Le « site des chantiers », ainsi qu'il est aujourd'hui surnommé, reprend vie sous une autre forme. Les gigantesques nefs d'assemblages sont réhabilitées, ainsi que la Maison des Hommes et des Techniques ; les cales no 1, 2 et 3 sont défrichées et mises en valeur, afin de souligner 250 ans de construction navale du site ; les bords de Loire sont redessinés, des parvis sont créés, des quais rénovés…

  • Après plus de 5 ans de travaux, le site a été totalement transformé pour laisser la place à un vaste parc public de 13 hectares baptisé parc des Chantiers[1]. L'ensemble des quais est ainsi accessibles et offre une belle promenade le long du bras de la Madeleine ; divers jardins luxuriants, exotiques ou sauvages sont aménagés sur l'ancienne friche industrielle ; une plage urbaine et une plaine de jeux marquent la polyvalence du site…
    Les nefs d'assemblages, situées le long du boulevard Léon-Bureau, abritent désormais les célèbres Machines de l'île, alors que la Maison des Hommes et des Techniques devient en quelque sorte un musée retraçant l'histoire de la navale.
  • De plus, la partie sud du site des chantiers, le long du boulevard de la Prairie-au-Duc, fait l'objet d'une importante opération d'urbanisme qui doit donner naissance à l'« écoquartier de la Prairie-au-Duc » qui, à terme, devrait accueillir 380 logements (pour près de 3 000 personnes), des bureaux, des services, des commerces… de part et d'autre du boulevard (le site des anciens hangars du Sernam, à l'ouest de la Gare de l'État, sont également compris dans périmètre d'aménagement)[2],[3]. Les premières livraisons ont été effectuées en 2012, avec l'inauguration de l'« école Aimé Césaire »[4].
  • Depuis peu, la construction de navires est relancée grâce à l'association La Cale 2 l'île, qui a entre autres mis à l'eau le 27 juin 2009 la réplique du Saint-Michel II, un voilier de 20 mètres ayant appartenu à l'écrivain nantais Jules Verne.
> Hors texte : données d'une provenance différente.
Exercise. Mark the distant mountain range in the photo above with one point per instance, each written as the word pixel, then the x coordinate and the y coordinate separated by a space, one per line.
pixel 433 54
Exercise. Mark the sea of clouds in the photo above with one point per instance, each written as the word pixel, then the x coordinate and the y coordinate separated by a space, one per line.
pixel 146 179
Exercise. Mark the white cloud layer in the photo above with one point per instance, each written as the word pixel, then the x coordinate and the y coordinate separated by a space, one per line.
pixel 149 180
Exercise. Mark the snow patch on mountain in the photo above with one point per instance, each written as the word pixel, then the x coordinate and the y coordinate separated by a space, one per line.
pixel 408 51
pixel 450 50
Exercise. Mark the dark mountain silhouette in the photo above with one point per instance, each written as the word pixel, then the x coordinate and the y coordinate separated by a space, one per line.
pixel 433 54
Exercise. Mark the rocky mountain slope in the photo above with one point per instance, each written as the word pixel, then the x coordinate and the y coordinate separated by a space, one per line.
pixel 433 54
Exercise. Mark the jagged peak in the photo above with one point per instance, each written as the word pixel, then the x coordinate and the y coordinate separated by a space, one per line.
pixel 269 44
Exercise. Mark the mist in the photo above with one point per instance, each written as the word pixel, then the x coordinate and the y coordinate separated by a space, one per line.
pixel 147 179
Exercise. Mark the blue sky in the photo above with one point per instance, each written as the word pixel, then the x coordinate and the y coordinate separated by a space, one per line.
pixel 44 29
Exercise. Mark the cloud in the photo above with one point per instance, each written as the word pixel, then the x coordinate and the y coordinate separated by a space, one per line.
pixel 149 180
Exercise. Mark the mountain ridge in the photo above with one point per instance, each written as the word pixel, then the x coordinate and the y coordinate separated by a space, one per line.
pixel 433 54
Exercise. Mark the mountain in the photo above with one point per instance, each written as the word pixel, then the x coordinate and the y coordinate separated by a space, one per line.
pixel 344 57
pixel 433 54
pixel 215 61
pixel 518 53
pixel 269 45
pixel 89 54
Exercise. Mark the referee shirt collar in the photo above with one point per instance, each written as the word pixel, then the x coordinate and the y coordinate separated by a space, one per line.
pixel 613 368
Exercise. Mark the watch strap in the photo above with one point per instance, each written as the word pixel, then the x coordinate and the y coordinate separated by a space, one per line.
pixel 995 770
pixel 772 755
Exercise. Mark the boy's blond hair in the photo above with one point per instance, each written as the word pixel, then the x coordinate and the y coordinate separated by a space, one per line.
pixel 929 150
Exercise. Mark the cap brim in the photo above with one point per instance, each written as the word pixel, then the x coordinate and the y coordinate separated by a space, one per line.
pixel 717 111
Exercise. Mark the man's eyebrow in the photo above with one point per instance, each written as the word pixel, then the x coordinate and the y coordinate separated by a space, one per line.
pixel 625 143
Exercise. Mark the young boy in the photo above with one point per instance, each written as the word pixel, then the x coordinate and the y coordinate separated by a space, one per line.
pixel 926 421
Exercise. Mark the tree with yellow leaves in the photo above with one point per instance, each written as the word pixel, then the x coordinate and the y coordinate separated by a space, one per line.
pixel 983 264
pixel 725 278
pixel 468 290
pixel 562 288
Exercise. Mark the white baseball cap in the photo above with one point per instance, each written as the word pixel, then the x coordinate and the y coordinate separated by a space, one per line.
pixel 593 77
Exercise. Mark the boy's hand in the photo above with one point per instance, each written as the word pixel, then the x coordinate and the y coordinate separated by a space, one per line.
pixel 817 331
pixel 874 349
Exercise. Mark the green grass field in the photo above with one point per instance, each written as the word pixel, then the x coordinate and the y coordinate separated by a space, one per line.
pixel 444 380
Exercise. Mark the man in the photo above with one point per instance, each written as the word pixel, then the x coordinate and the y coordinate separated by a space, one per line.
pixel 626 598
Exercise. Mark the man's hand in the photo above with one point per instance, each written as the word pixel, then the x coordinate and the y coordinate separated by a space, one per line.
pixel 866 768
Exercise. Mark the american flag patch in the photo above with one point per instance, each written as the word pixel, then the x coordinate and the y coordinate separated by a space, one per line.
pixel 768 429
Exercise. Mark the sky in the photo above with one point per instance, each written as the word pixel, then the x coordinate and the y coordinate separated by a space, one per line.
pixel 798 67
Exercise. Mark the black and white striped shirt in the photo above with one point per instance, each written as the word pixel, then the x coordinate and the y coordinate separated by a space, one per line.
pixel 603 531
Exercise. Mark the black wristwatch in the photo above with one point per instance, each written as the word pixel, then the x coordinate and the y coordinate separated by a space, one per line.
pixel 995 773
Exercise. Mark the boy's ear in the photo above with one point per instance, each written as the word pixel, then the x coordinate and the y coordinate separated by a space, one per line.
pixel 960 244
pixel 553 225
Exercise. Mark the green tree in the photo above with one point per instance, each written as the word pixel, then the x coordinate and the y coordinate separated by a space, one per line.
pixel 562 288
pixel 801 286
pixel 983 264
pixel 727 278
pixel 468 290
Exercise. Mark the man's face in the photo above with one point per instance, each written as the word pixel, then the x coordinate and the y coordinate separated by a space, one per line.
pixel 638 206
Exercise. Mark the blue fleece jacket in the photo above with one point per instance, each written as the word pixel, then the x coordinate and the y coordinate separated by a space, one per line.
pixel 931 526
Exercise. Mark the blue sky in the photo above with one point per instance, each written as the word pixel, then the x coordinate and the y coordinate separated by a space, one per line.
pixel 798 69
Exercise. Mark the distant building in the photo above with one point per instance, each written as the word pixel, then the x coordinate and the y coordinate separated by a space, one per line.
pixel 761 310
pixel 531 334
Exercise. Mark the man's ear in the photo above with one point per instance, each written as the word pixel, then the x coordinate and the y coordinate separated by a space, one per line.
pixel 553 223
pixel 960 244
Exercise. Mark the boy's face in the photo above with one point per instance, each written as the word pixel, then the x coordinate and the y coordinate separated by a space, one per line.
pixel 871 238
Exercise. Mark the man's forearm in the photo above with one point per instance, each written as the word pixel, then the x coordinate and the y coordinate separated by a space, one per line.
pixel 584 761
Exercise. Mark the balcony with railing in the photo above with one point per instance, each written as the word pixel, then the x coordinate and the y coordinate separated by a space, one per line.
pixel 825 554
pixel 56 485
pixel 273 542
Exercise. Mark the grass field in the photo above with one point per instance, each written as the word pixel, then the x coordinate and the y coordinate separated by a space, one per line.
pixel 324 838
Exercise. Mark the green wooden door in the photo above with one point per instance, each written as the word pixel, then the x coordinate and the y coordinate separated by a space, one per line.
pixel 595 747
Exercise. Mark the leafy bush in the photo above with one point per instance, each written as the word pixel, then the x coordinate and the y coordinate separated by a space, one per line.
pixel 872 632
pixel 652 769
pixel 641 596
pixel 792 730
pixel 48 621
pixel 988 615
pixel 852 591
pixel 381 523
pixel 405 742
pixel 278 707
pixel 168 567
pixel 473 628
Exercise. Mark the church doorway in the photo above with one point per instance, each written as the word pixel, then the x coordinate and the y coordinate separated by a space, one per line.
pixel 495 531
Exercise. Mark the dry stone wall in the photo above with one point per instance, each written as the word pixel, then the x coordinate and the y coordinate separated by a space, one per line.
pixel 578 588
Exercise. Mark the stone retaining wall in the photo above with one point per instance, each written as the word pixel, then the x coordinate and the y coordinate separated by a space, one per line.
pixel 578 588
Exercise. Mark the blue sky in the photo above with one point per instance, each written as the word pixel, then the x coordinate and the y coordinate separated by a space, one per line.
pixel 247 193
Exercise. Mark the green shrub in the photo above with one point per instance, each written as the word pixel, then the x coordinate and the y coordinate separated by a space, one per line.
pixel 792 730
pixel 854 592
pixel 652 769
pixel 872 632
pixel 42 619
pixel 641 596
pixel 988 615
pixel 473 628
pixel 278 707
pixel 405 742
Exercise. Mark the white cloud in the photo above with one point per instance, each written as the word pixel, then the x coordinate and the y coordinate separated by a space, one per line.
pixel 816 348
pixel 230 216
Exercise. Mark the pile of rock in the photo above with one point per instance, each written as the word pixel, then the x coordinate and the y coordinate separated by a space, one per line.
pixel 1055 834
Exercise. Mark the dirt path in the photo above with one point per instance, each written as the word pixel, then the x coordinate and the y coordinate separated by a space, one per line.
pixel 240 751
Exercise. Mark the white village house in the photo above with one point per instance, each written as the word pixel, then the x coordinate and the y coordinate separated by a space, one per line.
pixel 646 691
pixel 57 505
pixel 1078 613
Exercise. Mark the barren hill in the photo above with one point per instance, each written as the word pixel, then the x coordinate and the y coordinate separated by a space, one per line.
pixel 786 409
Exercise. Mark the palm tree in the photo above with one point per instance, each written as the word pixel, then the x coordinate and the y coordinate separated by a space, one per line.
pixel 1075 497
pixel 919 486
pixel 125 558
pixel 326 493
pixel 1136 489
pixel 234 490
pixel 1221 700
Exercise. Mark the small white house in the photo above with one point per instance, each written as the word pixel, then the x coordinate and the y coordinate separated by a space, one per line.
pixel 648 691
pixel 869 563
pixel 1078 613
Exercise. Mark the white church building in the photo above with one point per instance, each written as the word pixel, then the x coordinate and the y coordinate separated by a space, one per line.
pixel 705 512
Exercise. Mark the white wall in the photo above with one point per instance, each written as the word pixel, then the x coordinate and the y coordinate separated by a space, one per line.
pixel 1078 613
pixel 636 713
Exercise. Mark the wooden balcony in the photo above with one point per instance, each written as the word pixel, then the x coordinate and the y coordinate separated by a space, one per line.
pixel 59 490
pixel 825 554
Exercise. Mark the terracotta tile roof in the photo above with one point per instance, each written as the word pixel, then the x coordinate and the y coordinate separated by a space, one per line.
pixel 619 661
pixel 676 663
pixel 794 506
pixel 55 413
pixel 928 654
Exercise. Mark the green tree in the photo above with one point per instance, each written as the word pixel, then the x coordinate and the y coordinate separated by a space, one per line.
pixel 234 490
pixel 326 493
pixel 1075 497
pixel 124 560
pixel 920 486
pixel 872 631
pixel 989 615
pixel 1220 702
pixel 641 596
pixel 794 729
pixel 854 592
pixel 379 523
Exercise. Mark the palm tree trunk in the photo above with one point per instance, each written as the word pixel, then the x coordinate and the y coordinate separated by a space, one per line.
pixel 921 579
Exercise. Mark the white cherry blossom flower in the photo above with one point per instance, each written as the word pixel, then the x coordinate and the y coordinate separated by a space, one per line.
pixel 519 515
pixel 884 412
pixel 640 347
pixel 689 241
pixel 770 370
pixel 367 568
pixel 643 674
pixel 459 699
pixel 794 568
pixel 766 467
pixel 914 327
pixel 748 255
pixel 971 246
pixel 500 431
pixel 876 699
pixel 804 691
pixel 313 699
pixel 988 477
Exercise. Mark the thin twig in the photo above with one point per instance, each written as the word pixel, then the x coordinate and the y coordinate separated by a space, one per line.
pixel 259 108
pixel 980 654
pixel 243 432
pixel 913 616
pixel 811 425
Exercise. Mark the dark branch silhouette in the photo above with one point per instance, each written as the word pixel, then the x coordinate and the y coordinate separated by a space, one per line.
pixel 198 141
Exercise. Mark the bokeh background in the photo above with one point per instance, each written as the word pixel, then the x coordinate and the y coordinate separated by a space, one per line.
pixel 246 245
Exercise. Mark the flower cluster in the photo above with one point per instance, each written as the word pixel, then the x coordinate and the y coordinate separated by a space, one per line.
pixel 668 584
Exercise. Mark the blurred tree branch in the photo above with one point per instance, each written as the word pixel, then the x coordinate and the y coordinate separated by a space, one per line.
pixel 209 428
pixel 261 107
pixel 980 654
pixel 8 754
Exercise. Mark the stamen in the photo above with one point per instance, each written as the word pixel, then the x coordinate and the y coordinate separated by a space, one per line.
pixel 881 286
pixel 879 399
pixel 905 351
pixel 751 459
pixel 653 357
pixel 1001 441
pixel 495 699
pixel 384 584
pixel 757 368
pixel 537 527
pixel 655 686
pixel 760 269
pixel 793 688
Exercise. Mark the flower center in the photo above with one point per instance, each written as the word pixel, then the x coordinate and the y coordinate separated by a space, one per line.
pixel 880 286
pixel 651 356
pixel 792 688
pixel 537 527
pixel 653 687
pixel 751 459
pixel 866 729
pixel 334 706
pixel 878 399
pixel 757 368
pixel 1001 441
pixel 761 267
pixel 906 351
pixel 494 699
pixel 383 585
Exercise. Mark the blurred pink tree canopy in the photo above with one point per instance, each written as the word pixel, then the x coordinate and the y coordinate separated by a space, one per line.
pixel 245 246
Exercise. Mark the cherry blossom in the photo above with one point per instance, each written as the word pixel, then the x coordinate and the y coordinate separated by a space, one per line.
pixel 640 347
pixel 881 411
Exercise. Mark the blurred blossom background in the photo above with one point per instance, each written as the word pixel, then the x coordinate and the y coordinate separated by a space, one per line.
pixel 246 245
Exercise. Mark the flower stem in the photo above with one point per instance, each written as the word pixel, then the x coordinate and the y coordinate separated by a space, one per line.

L'association est installée à l'intérieur même de la cale no 2, récemment réhabilitée, et dispose d'un hangar pour la construction de ses navires à proximité.
  • La salle à tracer les gabarits de coque située sur le site de Chantenay fait l'objet d'une réhabilitation par l'agence d'architecture AIA associés qui va s'y installer[5].

Sauvegarde du patrimoine[modifier | modifier le code]

À partir de 1980, des salariés des Chantiers Dubigeon-Normandie souhaitent créer un lieu pour la sauvegarde de l'histoire de la construction navale à Nantes.

En 1986, est créée dans ce but l'Association Histoire de la construction navale à Nantes (AHCNN).

Cette association a pour but de sauvegarder et de collecter le patrimoine de la construction navale à Nantes. Elle agit dès la fermeture des Chantiers en 1987 pour collecter et sauver archives et documents. À partir de 1996, l'association permet au groupe marin Scouts de France « Jacques Cassard » d'installer ses locaux dans la cale de lancement numéro deux.

Le , plusieurs associations et institutions : l’AHCNN, le Centre d'histoire du travail, l’Association des comités d'entreprise de Nantes et région (ACENER), l’Association pour le développement de l'Inventaire dans les Pays-de-Loire (Ministère de la Culture), la Ville de Nantes, créés ensemble l'association Maison des Hommes et des techniques qui gère dès lors, l'ancien bâtiment réhabilité des Ateliers et Chantiers de Nantes. Celui-ci accueille désormais un centre de documentation et des salles d'exposition, dont l'une permanente est baptisée Bâtisseurs de navires.